Interview Anne-Catherine E., infirmière en EHPAD

L’Été nous rend vulnérables 

JDV : Pouvez-vous nous décrire le métier d’infirmière en EHPAD ?

A-C. : Infirmière en EHPAD c’est un métier aux multiples facettes ce qui le rend très intéressant. Il y a le côté médical où le prendre soin du résident est primordial, le côté humain est très présent aussi car nous travaillons avec une population composée de personnes démentes, grabataires ou valides, on doit s’adapter au quotidien. À côté de tout ça, il faut gérer une équipe pluridisciplinaire ainsi que les familles. Bref on ne s’ennuie pas.

     

JDV : Pourquoi avoir choisi l’EHPAD ?

A-C. : En toute sincérité ce n’était pas mon premier choix. Il y a 11 ans, une fois le diplôme obtenu, on m’a proposé un poste en gériatrie service de long séjour, j’ai accepté en me disant que je changerais plus tard. Dans le métier, la gériatrie n’a pas bonne presse (peu de gestes techniques, routine…).

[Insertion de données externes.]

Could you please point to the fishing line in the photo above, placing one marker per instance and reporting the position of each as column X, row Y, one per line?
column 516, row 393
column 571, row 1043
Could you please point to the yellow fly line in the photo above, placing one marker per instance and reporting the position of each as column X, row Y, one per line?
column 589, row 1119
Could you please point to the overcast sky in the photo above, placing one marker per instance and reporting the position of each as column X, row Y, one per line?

Au fur et à mesure je me suis rendu compte que l’aspect humain me correspondait davantage et que le côté technique restait suffisamment présent. L’ambiance du service est importante, car il ne faut pas se le cacher, quand on côtoie au quotidien des choses difficiles telles que la mort, la souffrance, c’est très important de travailler avec des collègues qu’on apprécie. Les titulaires rattrapent souvent le boulot des autres et ont encore plus de travail.

JDV : Quelles difficultés et complexités rencontrez-vous au quotidien ?

A-C. :  La plus grande difficulté que l’on rencontre actuellement c’est le manque de moyens. J’entends par là le manque de personnel qui implique que nous travaillons souvent à flux tendu, ce qui est compliqué car nous avons face à nous des hommes et des femmes avec des besoins quotidiens qu’on ne peut pas remettre au lendemain. Il y a une chose complexe aussi c’est de savoir jusqu’à quel point s’investir émotionnellement, les résidents que nous soignons ont un passé, une histoire, un présent. On rit, on pleure parfois, on doit gérer de la violence (due à la maladie), de la grande détresse et il faut savoir les accompagner tout en restant à sa place de soignant.

JDV : Comment accueillez-vous les stagiaires, les CDD ou vos nouveaux collègues ?

A-C. : Être stagiaire en été ce n’est vraiment pas la bonne période, les équipes étant au minimum, c’est pas évident. Il est important de savoir rester à sa place d’étudiant et de ne pas se lancer tête baissée à faire des choses qu’on n’est pas sûr de savoir faire tant qu’on n’a pas été encadré. Mon conseil serait de trouver les bons moments pour poser les questions et de bien préparer son stage en amont, d’être très attentif à ce que vous transmettent les collègues, prendre des notes et surtout ne pas hésiter à poser des questions et demander de l’aide. Cela éviterait un grand nombre d’erreurs !

JDV : Pourquoi rester dans ce métier ?

A-C. : Parce que j’adore ça. Souvent quand je raconte ma journée, on me dit « moi, je pourrais pas ». Mais moi j’aime mon métier même s’il devient de plus en plus compliqué, faute de moyens humains et techniques. J’aime les responsabilitésqu’il implique, même si le rythme de vie qu’il m’impose (levée très tôt ou rentrée très tard, travail le week-end et jours fériés) n’est pas toujours évident avec une famille à gérer.
Même si ce n’est pas un métier très valorisé, j’aime prendre soin des autres, savoir que ce que je fais a un sens.